Sizeable contract win. ST Engineering’s US-based Land Systems subsidiary, VT Miltope, has won a 5-year US$500m (~S$710m) contract to supply automatic test systems to the US Army. The 5-year Indefinite Delivery Indefinite Quantity (IDIQ) contract will allow the US Army the flexibility to acquire items like rugged laptops, test equipment and instruments, within stated limits.

Land Systems will drive revenue growth. The announcement takes the value of new contract wins announced in 2H09 to more than S$1.1bn, and comes on top of its existing S$10.7bn orderbook as of end-
2Q09. Along with the expected commencement of deliveries of the Bronco All Terrain Carriers to the UK Ministry of Defence from end-2009, this contract will further boost the performance of the Land Systems
sector in FY10 and FY11. The Aerospace segment will be the other key earnings driver in FY10, with margin recovery on track, as PTF conversions turn profitable. We have revised up our FY10 EPS estimates by about 2.6%.

Laggard for too long. The stock has underperformed the STI by 32% since April’09, and current valuation premium to STI Index of less than 10% is much lower than historical average PE premium of 40%. We believe this narrowing is unsustainable – given STE’s superior cash flow generation, defensive earnings base and 100% dividend payout record – and upgrade the stock to BUY at a revised TP of S$3.10 (20x FY10 earnings, compared to STI trading at 15x FY10). Dividend yield is a healthy 5.0% and further catalyst may be in the form of M&A funded by its recent medium term notes issuance.

STEng – BT

ST Engg wins US$500m US Army contract

It’ll supply laptops, test equipment and instruments

ST Engineering has won a US$500 million contract to supply rugged laptops, test equipment and instruments to the US Army.

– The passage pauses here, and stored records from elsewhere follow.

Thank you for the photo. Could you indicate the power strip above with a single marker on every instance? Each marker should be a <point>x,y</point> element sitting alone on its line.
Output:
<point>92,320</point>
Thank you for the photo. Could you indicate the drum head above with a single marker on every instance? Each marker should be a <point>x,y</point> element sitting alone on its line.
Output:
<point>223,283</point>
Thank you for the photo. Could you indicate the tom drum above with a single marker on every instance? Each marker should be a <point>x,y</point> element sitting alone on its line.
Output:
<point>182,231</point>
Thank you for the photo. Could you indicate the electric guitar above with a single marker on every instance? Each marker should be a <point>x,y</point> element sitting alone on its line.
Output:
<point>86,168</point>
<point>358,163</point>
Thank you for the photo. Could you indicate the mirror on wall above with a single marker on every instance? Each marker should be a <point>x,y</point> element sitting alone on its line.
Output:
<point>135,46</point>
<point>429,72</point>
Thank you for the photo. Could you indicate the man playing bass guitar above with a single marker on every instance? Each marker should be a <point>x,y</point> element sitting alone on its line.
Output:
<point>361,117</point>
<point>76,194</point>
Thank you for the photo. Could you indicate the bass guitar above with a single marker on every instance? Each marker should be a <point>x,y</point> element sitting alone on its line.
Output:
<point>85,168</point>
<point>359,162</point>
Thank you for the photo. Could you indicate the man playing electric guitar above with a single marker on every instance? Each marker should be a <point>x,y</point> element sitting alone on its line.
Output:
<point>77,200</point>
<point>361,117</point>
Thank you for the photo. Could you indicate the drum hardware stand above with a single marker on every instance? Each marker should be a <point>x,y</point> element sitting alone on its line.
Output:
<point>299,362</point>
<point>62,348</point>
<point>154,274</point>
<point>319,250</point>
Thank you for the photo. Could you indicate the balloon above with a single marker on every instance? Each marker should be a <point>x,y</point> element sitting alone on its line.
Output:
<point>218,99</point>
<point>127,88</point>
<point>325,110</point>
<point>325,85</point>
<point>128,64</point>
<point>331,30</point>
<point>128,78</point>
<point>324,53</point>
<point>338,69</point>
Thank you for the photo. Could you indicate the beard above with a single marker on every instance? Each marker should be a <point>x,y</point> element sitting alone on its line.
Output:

The five-year ‘indefinite delivery indefinite quantity’ contract gives the US Army the flexibility to acquire the items, known as At Platform Automatic Test Systems (APATS) Maintenance Support Device – Version 3 (MSD-V3) system, within stated limits.

ST Engineering’s US subsidiary VT Miltope will supply 70 per cent of the programme, with a subcontractor supplying the remainder.

The MSD-V3 is based on the TSC V3-GM45 rugged convertible laptop computer, the next generation of its TSC-750 computer, the company said.

VS Miltope, which makes the rugged computers, has been supplying its products to the US military for years. Over 20,000 units were deployed with US troops in Iraq earlier this decade. The computers are also supplied to the US Air Force, but the new contract is likely to be the biggest yet.

The militarised laptop is designed and qualified to withstand the harshest tactical environment for computer systems and is being used in forward areas under extreme weather and handling conditions.

The contract is not expected to have any material impact on the consolidated net tangible assets per share and earnings per share of ST Engineering for the current financial year.

ST Engineering has had recent successes in foreign military contracts.

Last year, it secured a breakthrough £pounds;150 million (S$339 million) deal with the British army to supply over 100 armoured vehicles for use in Afghanistan.

Its land systems arm in July won a US$11 million deal to supply asphalt paving equipment to the US Army, the first defence sale for VT LeeBoy, an ST Engineering unit which is a leading manufacturer of commercial-class asphalt pavers.

The company has also secured multiple contracts supplying ammunition to foreign military forces, most recently a £pounds;2.8 million contract to supply 40mm ammunition to the UK Ministry of Defence, which it has done since 2002.

Yesterday, the company’s aerospace arm was awarded a Defence Industry Award of Excellence by the Defence Industry Committee of New Zealand (DICNZ) for its development of a multi-role combination solution for two Boeing 757-200 aircraft for the Royal New Zealand Air Force (RNZAF).

The second of the two converted aircraft was successfully redelivered this year with enhanced capabilities to RNZAF, and both are now operational, the company said.